A narração se torna mais interessante por se tratar de um rapaz
com comportamentos e habilidades peculiares aos portadores de Ásperger. Ele tem
dificuldades de se relacionar com pessoas, adora animais, implica com a cor
amarela, mas idolatra o vermelho, entende muito sobre as constelações, é
extremamente inteligente, capaz de resolver problemas matemáticos com
facilidade, tem comportamento solitário, não suporta que alguém lhe toque e não
entende linguagens figuradas. Um personagem rico, cheio de nuances e que amadurece
conforme o desenrolar do drama.
Sua mãe lhe abandona por não conseguir conviver e lidar com
seu comportamento. Seu pai faz o papel do protetor, abnega-se de sua vida para
cuidar e zelar pela vida do filho. Mas essa proteção excessiva leva a mentiras
e mentir é algo que Christopher não admite. Em uma reviravolta da história, seu
pai passa ser uma ameaça e sua mãe a salvação. De um ponto ao outro, o menino
encara conflitos e revelações ao seu modo. Mas no final, todos os percalços
valem a pena e ele se descobre um vencedor: “e eu escrevi um livro. Isso
significa que eu posso fazer qualquer coisa, você não acha? Isso significa que
eu posso fazer qualquer coisa” (fala de Christopher).
O potencial de um portador do autismo é imensurável e, infelizmente,
ainda desconhecido. O próprio Hans Asperger, que apresentava dificuldade de se
relacionar e era extremamente inteligente, se tornou um médico reconhecido e em
seu artigo publicado em 1944 definiu a síndrome que leva seu nome. Eu tive a
oportunidade de realizar um trabalho acadêmico em que me aprofundei no assunto
e conheci uma escola especializada no ensino de crianças portadores da
síndrome. Respeitar o universo deles é o primeiro passo para conhecê-los e
certamente o passo seguinte é buscar identificar esse potencial presente em
cada um deles. São pessoas realmente extraordinárias, capacitadas, sensíveis e
que nos ensinam enxergar o mundo com “olhos apurados”. Hans Ásperger já chamava
seus pacientes de “pequenos professores”, não à toa.

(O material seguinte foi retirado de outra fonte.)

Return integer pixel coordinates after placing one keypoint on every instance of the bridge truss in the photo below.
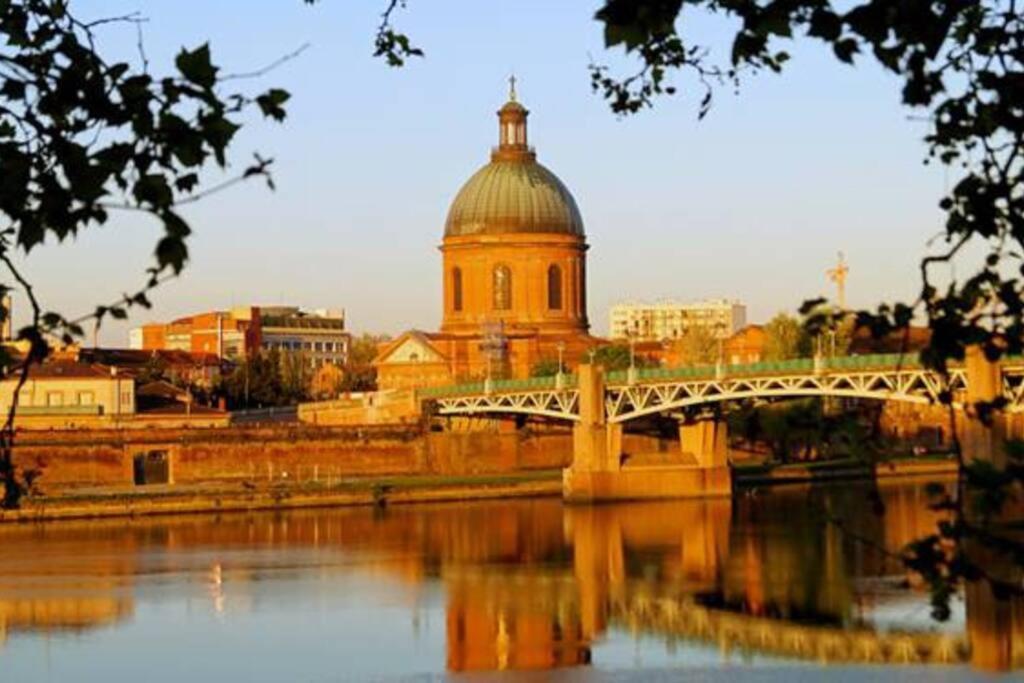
(558, 403)
(629, 401)
(911, 385)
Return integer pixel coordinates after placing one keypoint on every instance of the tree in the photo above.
(545, 368)
(359, 372)
(296, 376)
(785, 338)
(697, 345)
(82, 138)
(962, 67)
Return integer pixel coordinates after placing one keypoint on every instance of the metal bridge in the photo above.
(631, 394)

Quem vive esse personagem é o talentoso ator Rafael Canedo.
Com 26 anos, ele interpreta o adolescente de forma tão convincente, que até nos
aplausos é difícil saber se ele já deixou o personagem. Sem ser caricato, mas
bastante realista, ele traz na voz inexpressiva, nos gestos repetitivos e até
no olhar fugaz o jeito peculiar de Christopher.
A adaptação do livro para o teatro foi feita por Simon
Stephens, e a montagem inglesa venceu sete de oito indicações aos Olivier
Awards 2013. A montagem brasileira ficou por conta do diretor Moacyr Góes, que
mergulhou fundo no projeto. Participam do elenco também Silvia Buarque (mãe de
Chistopher), Thelmo Fernandes (pai), Sabrina Korgut (professora de Chistopher),
Leon Góes, Carla Guidacci, Eduardo Rieche, Paulo Trajano, Ricardo Gonçalves e
Fabiana Tolentino.
A peça estreou ontem, dia 10/4, e ficará em cartaz até junho
no teatro do Leblon.
Obs. A frase citada no início do texto é de uma das muitas
mães que foram entrevistadas pelo diretor da peça e foi retirada do programa.